Profile
Rodney Lebrón-Rivera earned his Ph.D. from the Department of Spanish and Portuguese at Princeton University. His research focuses on modern and contemporary Latin American literature from the 19th to the early 21st centuries. His dissertation, Escritura privada y subjetividad pública en América Latina. Entre el diario político y el diario de autor (1895-2017), examines written culture, specifically private diaries, and explores the articulation of the authorial role in the Latin American cultural field, as well as the configuration of diary writing as a literary form in Cuba, México, and Argentina.

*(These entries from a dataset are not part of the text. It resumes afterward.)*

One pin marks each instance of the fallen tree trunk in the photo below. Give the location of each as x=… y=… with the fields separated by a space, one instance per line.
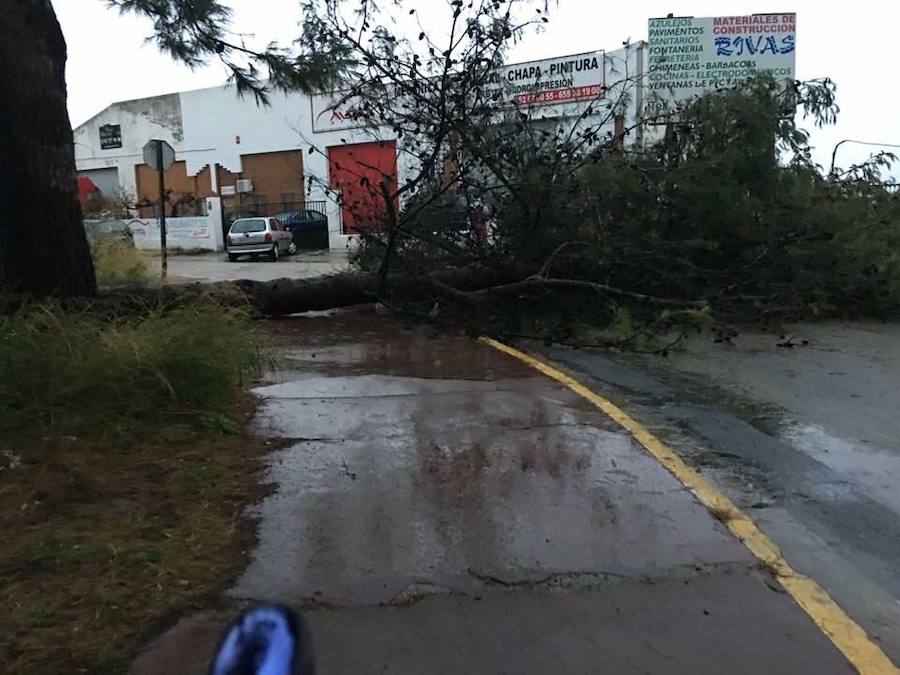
x=466 y=287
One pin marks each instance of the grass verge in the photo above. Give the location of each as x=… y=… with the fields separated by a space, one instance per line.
x=123 y=476
x=117 y=262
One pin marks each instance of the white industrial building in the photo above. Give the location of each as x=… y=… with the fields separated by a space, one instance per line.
x=236 y=155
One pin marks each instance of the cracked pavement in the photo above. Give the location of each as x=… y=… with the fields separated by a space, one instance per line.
x=440 y=508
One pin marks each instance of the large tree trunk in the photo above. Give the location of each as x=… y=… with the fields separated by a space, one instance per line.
x=43 y=248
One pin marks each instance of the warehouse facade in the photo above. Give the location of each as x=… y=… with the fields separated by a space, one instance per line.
x=244 y=159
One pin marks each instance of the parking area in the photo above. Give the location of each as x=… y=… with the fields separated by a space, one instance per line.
x=215 y=267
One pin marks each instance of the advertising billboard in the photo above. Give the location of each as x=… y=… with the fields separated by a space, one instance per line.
x=688 y=56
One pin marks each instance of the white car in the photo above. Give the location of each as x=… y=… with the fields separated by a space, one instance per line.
x=258 y=236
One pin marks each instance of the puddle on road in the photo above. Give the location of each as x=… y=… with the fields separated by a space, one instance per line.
x=399 y=477
x=875 y=468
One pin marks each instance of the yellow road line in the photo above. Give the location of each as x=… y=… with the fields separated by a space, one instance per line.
x=845 y=633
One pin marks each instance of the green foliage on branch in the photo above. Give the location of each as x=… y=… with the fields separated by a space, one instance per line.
x=722 y=205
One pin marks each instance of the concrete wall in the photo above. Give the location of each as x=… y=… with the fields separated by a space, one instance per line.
x=186 y=233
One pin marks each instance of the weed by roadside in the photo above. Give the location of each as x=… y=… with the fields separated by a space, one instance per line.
x=123 y=476
x=73 y=374
x=117 y=262
x=106 y=544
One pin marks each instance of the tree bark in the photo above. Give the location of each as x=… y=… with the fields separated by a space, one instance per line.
x=43 y=247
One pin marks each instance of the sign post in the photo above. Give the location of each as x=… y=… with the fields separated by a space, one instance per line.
x=160 y=156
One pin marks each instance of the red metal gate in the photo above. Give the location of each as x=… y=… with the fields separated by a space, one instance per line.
x=362 y=173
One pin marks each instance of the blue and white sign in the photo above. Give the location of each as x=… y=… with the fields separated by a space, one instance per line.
x=688 y=56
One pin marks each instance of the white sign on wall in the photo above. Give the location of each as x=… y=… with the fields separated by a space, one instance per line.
x=688 y=56
x=557 y=81
x=565 y=79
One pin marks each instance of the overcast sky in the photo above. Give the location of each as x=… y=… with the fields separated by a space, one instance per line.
x=853 y=43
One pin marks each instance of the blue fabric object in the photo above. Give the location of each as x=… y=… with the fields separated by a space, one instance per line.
x=261 y=641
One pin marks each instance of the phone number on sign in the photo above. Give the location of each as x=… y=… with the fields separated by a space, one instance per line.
x=560 y=95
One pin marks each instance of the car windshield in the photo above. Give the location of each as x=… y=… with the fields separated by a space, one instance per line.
x=249 y=225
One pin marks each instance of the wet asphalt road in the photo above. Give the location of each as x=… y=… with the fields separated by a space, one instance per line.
x=215 y=267
x=806 y=439
x=440 y=508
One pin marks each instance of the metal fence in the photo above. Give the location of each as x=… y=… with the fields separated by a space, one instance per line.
x=272 y=209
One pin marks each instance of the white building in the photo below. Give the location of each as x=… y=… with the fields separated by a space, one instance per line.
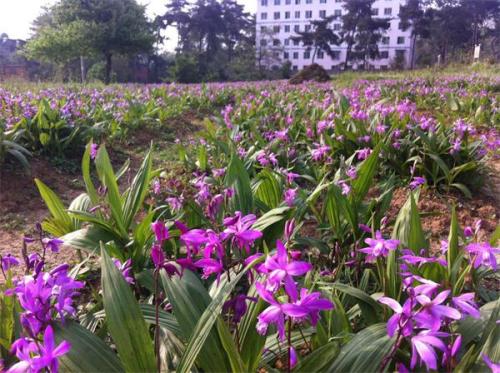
x=278 y=21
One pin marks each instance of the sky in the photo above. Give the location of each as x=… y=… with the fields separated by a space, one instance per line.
x=16 y=16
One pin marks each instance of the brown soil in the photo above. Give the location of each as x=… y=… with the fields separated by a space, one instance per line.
x=21 y=206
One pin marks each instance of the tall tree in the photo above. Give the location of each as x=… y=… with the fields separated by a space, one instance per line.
x=320 y=38
x=105 y=27
x=361 y=31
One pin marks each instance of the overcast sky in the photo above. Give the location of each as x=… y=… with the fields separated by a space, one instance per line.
x=16 y=15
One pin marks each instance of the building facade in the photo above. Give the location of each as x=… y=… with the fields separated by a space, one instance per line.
x=279 y=20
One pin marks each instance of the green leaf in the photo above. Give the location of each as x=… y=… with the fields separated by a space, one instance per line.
x=189 y=300
x=89 y=185
x=369 y=307
x=125 y=320
x=320 y=360
x=207 y=320
x=61 y=221
x=88 y=352
x=365 y=352
x=366 y=173
x=237 y=178
x=165 y=320
x=108 y=179
x=452 y=253
x=138 y=190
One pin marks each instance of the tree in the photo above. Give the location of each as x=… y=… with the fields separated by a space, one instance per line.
x=361 y=31
x=321 y=37
x=77 y=28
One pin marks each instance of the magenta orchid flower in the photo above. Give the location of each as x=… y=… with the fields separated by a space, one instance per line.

At Princeton, Lebrón-Rivera was awarded the Arcadio Díaz-Quiñones Teaching Award and, in 2023, received a grant from the McGraw Center for Teaching and Learning to develop Puerto Rico Storymaps, a digital pedagogy project. In Fall 2022, in collaboration with graduate students Andy Alfonso and Ashford King, he co-organized the Caribbean Studies Speaker Series: Sound, Archive, and Literature at Princeton University.
His work has appeared in both academic and non-academic publications, including Centro Journal of the Center for Puerto Rican Studies (CUNY), Ámbito de Encuentros. Revista de la Universidad Ana G. Méndez, and Revista 80grados, among others.